I am currently trying to scrape a website with a combination of Rselenium
,rvest
, and the tidyverse
.
The goal is to go to this this website, click on one of the links (for instance, "Promo"), and then extract the entire table of data (e.g., card, and graded prices) using rvest
.
I was able to get the table extracted without too much of an issue using the following code:
library(RSelenium)
library(rvest)
library(tidyverse)
pokemon <- read_html("https://www.pricecharting.com/console/pokemon-promo")
price_table <- pokemon %>%
html_elements("#games_table") %>%
html_table()
However, this has a couple of issues: 1) I cannot go through all the different card sets on the inital website link I provided (https://www.pricecharting.com/category/pokemon-cards), and 2) I cannot extract the entire table with this method - only what is primarly loaded.
To mitigate these issues I was looking into Rselenium
. What I decided to do was go to the intial website, click on the link to a card set (e.g. "Promo"), and then load the entire page. This workflow can be shown here:
## open driver
rD <- rsDriver(browser="firefox", port=4545L, verbose=F)
remDr <- rD[["client"]]
## navigate to primary page
remDr$navigate("https://www.pricecharting.com/category/pokemon-cards")

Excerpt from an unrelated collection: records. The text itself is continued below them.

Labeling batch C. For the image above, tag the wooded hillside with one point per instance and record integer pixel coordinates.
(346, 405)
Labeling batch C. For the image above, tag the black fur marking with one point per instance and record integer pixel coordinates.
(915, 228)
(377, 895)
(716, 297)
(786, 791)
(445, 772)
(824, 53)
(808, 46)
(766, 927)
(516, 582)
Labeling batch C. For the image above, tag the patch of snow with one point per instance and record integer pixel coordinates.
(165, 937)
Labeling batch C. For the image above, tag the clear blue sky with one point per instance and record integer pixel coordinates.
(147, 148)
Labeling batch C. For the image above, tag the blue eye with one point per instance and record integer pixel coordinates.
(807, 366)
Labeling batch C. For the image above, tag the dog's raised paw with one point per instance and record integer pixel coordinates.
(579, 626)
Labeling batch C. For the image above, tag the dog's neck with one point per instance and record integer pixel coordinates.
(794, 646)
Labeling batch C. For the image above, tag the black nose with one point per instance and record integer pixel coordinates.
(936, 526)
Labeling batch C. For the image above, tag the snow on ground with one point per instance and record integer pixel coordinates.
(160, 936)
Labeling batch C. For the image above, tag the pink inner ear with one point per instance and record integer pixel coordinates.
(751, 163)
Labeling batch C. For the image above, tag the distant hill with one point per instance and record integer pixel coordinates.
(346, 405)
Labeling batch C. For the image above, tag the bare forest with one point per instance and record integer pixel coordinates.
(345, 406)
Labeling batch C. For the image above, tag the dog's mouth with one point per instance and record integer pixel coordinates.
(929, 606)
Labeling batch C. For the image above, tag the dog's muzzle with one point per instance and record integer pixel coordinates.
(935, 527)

## click on the link I want
remDr$findElement(using = "link text", "Promo")$clickElement()
## find the table
table <- remDr$findElement(using = "id", "games_table")
## load the entire table
table$sendKeysToElement(list(key = "end"))
## get the entire source
full_table <- remDr$getPageSource()[[1]]
## read in the table
html_page <- read_html(full_table)
## Do the `rvest` technique I had above.
html_page %>%
html_elements("#games_table") %>%
html_table()
However, my issue is that I am once again getting the same 51 elements instead of the entire table.
I am wondering if it is possible to combine my two techniques, and where in my coding process this is going wrong.